Generationen im Einklang? Erwachsene Kinder und ihre Eltern

Eine Beziehung - lebenslang


"Doch auf der Hälfte des Weges blieb Claire stehen und kam zur Bar zurück. Sie schob ihre Sonnenbrille hoch und vertraute mir an: 'Weißt du, ich glaube allen Ernstes, daß Gott, wenn er Familien zusammenstellt, seinen Finger ins Telefonbuch steckt und aufs Geratewohl eine Gruppe von Leuten auswählt, denen er dann mitteilt: 'He! Ihr werdet die nächsten siebzig Jahre miteinander verbringen, auch wenn ihr nichts gemein habt und einander noch nicht einmal mögt. Und wenn ihr euch nur für eine Sekunde nicht um jeden dieser Gruppe von Fremden kümmert, werdet ihr euch entsetzlich fühlen'. Das ist es, was ich darüber denke. Was denkst du?'."

"Die Jugend liebt heute den Luxus, sie hat schlechte Manieren, verachtet die Autorität, hat keinen Respekt vor älteren Leuten und plaudert, wo sie arbeiten sollte. Sie verschlingt die Speisen, legt die Beine übereinander und tyrannisiert ihre Eltern."


Mitunter zeigt es sich bei Familienfesten, daß sich "eine größere Beziehungsqualität gerade durch offen ausgetragene Konflikte ausdrücken" kann

Was Douglas Coupland, der Autor von Generation X, aus der Perspektive der Kinder äußert und Sokrates aus der Perspektive der Eltern, müßte eigentlich zu der Schlußfolgerung führen, daß erwachsene Kinder und ihre Eltern ziemlich flüchtige Beziehungen miteinander unterhalten. Man könnte beispielsweise annehmen, daß die Eltern-Kind-Beziehungen nach dem Auszug der Kinder aus dem Elternhaus - etwa nach der Floskel "Aus den Augen, aus dem Sinn" entweder völlig abbrechen oder zumindest sehr schwach werden. Man könnte meinen, daß die 'strukturelle Isolation der Gattenfamilie' (Talcott Parsons) nach dem Auszug aus dem Elternhaus, mit der Unabhängigkeit der Kinder von den Eltern, zu Vereinsamung und Entfremdung zwischen den Generationen führt.

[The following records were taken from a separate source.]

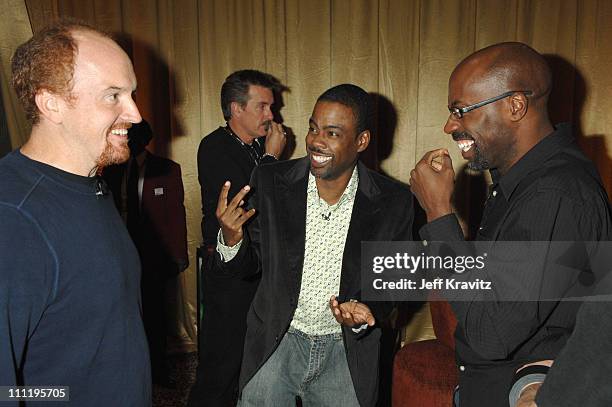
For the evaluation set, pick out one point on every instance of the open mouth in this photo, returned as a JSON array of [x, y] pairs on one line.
[[319, 160], [465, 145]]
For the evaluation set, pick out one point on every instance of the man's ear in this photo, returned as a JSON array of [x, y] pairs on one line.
[[363, 140], [518, 106], [236, 109], [50, 105]]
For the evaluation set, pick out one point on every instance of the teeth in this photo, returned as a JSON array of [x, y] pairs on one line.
[[320, 158], [465, 145]]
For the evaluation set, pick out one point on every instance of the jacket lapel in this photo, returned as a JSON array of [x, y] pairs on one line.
[[290, 192], [366, 211]]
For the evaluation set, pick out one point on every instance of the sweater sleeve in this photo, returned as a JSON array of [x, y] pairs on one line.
[[28, 271]]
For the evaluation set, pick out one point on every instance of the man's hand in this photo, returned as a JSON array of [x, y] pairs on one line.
[[276, 139], [432, 182], [231, 217], [527, 398], [351, 313]]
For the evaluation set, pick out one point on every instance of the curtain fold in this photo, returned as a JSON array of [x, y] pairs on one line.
[[403, 51]]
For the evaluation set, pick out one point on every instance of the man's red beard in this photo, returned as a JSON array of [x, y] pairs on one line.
[[113, 155]]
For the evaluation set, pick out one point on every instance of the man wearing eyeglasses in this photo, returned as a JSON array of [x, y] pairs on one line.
[[544, 189]]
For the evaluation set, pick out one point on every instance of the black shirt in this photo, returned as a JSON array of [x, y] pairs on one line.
[[553, 193]]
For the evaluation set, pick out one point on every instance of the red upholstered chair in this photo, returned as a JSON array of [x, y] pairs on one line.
[[425, 373]]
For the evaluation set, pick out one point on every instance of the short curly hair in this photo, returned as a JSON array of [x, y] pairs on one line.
[[46, 61]]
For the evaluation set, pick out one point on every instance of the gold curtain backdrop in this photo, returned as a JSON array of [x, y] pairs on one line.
[[401, 50]]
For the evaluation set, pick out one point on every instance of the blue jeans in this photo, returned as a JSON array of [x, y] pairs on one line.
[[311, 367]]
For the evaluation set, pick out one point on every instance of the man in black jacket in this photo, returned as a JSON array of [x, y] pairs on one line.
[[305, 241], [249, 138]]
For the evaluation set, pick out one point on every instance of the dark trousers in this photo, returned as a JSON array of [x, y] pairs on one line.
[[226, 301]]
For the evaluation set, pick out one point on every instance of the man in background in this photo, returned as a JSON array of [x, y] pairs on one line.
[[148, 192], [69, 273], [250, 137]]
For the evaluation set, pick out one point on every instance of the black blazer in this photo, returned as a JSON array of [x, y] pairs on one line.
[[274, 246]]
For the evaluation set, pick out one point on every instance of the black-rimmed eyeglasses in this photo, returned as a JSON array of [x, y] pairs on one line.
[[458, 112]]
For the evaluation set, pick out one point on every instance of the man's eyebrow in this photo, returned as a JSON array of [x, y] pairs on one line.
[[333, 126]]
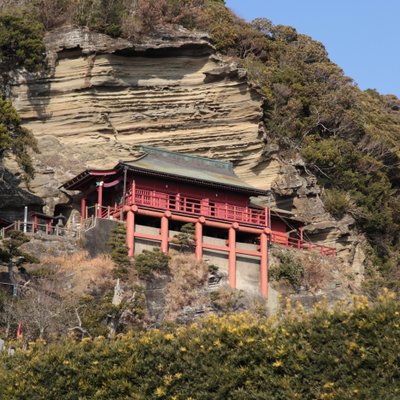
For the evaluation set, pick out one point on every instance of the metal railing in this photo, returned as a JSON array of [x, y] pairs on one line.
[[33, 228], [208, 208]]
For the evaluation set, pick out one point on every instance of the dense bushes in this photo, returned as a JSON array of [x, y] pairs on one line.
[[335, 354]]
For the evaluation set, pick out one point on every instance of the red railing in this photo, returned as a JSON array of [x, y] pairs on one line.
[[205, 207], [212, 209]]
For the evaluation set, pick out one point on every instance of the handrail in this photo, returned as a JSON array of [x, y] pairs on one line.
[[32, 227], [192, 205], [210, 208]]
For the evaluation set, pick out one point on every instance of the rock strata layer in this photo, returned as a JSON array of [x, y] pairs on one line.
[[104, 97]]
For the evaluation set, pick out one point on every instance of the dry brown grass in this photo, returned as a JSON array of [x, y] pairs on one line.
[[318, 272], [185, 289], [82, 272]]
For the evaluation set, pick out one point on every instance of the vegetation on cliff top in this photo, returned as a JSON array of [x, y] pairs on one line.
[[21, 47], [349, 138], [331, 354]]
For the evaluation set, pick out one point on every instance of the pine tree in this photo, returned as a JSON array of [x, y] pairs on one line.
[[119, 252]]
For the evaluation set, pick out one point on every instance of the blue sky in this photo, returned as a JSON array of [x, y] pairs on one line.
[[361, 36]]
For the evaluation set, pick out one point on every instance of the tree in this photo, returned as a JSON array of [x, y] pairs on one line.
[[21, 47]]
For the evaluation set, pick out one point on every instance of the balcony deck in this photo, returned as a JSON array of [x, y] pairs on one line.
[[224, 212]]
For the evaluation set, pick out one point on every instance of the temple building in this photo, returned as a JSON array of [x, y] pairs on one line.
[[160, 191]]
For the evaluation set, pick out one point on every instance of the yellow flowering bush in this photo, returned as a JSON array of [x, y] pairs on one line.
[[338, 353]]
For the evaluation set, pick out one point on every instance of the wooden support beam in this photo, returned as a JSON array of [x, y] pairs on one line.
[[99, 198], [130, 232], [164, 234], [199, 241], [264, 265], [232, 255], [83, 210]]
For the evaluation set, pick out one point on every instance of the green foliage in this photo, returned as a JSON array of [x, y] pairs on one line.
[[150, 262], [119, 251], [330, 354], [10, 248], [289, 268], [21, 46], [336, 202], [103, 16], [15, 138], [21, 43]]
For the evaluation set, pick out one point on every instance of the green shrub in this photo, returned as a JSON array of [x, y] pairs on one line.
[[150, 262], [331, 354], [289, 268], [336, 202]]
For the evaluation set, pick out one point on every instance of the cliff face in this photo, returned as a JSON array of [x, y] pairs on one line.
[[103, 97]]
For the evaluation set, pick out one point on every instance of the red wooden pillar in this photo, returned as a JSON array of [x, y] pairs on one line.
[[99, 198], [164, 232], [205, 207], [133, 193], [34, 223], [199, 239], [232, 255], [267, 212], [264, 264], [83, 210], [130, 232]]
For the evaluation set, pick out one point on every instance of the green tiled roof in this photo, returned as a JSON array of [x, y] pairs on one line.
[[187, 167]]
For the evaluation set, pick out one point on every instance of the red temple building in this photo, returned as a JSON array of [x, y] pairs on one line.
[[160, 191]]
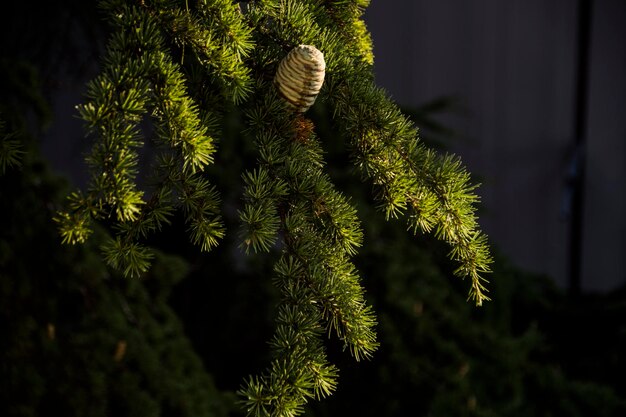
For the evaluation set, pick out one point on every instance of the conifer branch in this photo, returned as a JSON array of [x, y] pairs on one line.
[[320, 288], [140, 81], [407, 177], [11, 152]]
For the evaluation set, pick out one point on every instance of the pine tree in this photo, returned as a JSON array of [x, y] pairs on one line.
[[172, 73]]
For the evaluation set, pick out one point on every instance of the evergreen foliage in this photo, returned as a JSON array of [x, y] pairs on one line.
[[178, 68], [10, 149], [78, 339]]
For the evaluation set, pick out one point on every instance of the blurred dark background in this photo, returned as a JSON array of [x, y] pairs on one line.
[[531, 94], [515, 70]]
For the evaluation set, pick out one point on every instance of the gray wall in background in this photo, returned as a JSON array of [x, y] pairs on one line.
[[512, 63]]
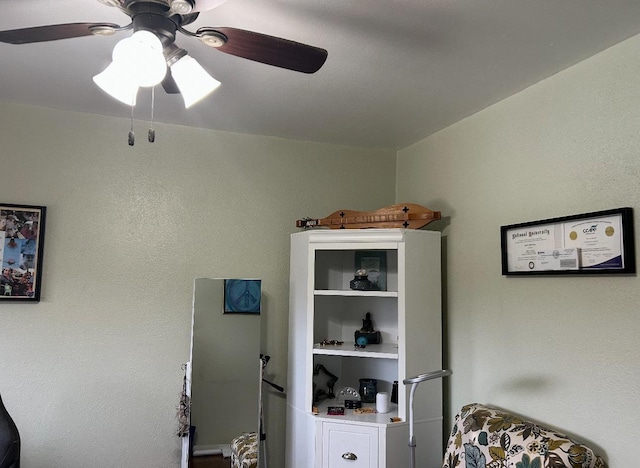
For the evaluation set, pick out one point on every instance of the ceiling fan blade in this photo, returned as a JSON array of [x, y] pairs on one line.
[[204, 5], [271, 50], [169, 84], [53, 32]]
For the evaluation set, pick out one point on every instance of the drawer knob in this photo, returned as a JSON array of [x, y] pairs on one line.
[[349, 456]]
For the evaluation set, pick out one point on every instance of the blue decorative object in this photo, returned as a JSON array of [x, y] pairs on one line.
[[242, 296]]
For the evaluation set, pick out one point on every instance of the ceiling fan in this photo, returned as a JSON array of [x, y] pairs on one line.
[[163, 19]]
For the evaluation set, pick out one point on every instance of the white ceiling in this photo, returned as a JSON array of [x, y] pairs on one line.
[[397, 70]]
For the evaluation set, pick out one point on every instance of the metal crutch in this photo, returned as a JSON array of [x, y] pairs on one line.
[[415, 381]]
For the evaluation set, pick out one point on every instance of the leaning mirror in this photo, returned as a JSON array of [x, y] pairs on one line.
[[225, 364]]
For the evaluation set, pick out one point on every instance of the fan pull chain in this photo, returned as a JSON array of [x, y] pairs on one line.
[[132, 136], [152, 132]]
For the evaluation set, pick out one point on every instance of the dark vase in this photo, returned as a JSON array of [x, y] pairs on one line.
[[368, 390]]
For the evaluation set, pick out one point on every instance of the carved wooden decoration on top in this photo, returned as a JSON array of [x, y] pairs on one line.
[[401, 215]]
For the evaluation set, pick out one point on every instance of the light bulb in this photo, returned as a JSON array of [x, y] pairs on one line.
[[142, 55], [116, 81], [193, 81]]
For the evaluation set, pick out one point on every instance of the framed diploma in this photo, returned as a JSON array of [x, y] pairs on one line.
[[589, 243]]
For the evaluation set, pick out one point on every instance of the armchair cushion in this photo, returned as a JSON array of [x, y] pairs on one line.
[[485, 437]]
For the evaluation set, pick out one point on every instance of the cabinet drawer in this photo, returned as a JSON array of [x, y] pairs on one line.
[[349, 446]]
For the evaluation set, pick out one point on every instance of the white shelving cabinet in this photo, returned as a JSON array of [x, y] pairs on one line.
[[408, 315]]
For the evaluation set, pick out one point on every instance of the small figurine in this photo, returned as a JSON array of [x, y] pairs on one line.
[[361, 281]]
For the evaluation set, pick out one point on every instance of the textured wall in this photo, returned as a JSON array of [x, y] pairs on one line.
[[562, 350], [91, 374]]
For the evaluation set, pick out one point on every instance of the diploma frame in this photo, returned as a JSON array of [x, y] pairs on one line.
[[625, 263]]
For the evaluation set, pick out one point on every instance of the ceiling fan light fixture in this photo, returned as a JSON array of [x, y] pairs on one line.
[[193, 81], [142, 55], [116, 81], [110, 2], [211, 37], [181, 7]]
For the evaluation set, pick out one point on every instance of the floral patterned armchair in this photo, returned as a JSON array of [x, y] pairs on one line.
[[484, 437]]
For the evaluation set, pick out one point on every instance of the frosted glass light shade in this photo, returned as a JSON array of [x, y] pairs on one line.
[[193, 81], [142, 55], [116, 81]]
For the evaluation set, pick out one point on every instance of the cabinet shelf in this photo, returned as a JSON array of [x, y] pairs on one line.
[[381, 351], [352, 293], [351, 417]]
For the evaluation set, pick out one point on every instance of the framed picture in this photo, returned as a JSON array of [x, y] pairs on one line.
[[21, 243], [242, 296], [589, 243], [375, 263]]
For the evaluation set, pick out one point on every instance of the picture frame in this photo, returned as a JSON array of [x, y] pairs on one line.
[[21, 250], [375, 263], [600, 242], [242, 296]]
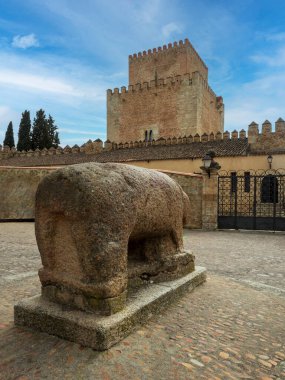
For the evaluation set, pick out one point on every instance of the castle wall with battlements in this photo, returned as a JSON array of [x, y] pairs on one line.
[[167, 61], [168, 96]]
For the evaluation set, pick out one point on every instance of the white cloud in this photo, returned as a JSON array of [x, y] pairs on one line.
[[279, 37], [37, 82], [273, 60], [171, 28], [24, 42]]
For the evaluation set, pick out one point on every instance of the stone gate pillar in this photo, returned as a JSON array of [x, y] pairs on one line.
[[210, 200]]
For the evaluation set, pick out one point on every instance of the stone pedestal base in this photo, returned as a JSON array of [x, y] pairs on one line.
[[100, 332]]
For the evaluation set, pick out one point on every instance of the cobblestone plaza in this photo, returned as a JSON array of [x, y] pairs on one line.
[[230, 328]]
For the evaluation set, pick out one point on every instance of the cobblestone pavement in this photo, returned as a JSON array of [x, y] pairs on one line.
[[232, 327]]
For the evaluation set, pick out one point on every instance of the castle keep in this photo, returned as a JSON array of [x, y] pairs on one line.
[[168, 95]]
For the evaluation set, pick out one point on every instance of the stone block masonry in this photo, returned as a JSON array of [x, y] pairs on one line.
[[168, 95]]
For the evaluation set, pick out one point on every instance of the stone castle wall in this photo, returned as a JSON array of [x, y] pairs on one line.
[[265, 142], [18, 189], [176, 106], [266, 139], [167, 61], [168, 95]]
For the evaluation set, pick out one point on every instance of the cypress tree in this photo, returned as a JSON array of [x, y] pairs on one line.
[[24, 134], [40, 136], [9, 136], [53, 135]]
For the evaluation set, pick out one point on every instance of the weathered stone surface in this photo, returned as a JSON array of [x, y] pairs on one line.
[[101, 332], [100, 227]]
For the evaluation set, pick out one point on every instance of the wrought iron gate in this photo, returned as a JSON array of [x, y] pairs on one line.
[[252, 200]]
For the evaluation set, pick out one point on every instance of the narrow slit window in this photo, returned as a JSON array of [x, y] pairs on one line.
[[145, 136]]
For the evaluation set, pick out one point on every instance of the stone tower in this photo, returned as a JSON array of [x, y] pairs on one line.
[[168, 95]]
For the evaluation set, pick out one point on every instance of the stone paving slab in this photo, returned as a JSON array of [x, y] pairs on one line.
[[101, 332], [225, 329]]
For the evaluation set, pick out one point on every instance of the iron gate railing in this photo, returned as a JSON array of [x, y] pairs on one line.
[[252, 200]]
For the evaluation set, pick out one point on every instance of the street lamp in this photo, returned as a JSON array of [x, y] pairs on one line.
[[207, 160], [269, 160], [209, 163]]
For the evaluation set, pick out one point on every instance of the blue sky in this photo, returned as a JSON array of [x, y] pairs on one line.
[[62, 56]]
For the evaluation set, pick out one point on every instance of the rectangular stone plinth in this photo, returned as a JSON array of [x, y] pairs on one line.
[[100, 332]]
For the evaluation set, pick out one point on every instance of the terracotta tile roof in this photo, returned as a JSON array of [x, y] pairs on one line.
[[237, 147]]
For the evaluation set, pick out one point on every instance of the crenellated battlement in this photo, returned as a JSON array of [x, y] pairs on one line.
[[267, 140], [165, 49], [185, 79], [145, 86]]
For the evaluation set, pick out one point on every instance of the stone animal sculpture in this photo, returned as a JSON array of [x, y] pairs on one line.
[[103, 227]]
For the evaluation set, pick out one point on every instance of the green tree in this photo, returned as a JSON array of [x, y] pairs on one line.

Für die heutige Bundesrepublik Deutschland läßt sich das Gegenteil feststellen: Obwohl das Wort vom 'Krieg der Generationen' sicherlich auf einige intergenerationale Beziehungen zutrifft, so ist es jedoch für die große Mehrheit der Eltern-Kind-Verhältnisse keinesfalls angemessen. Die allermeisten Eltern berichten von mindestens engen Beziehungen zu ihren Kindern. Umgekehrt haben auch die meisten erwachsenen Kinder ein zumindest enges Verhältnis zu ihren Eltern. So stellen 92 Prozent der Mütter fest, daß sie eine enge Beziehung zu ihrer Tochter haben, und immerhin 83 Prozent der Väter berichten von einem engen Verhältnis zu ihrem Sohn. Die Beziehungsqualität zwischen Geschwistern und anderen Verwandten ist im Vergleich dazu wesentlich geringer. Ähnlich hohe Werte wie bei den Eltern-Kind-Beziehungen werden lediglich bei den Großeltern-Enkel-Verhältnissen erreicht. Dies ist jedenfalls eines der Hauptergebnisse einer empirischen Untersuchung, in der über 7.000 Eltern-Kind- und etwa 11.000 Kind-Eltern-Beziehungen von Ostdeutschen, Westdeutschen und Ausländern in der Bundesrepublik Deutschland betrachtet wurden. Einbezogen sind solche Eltern und Kinder, die nicht mehr im selben Haushalt leben (Datenbasis: Sozio-ökonomisches Panel).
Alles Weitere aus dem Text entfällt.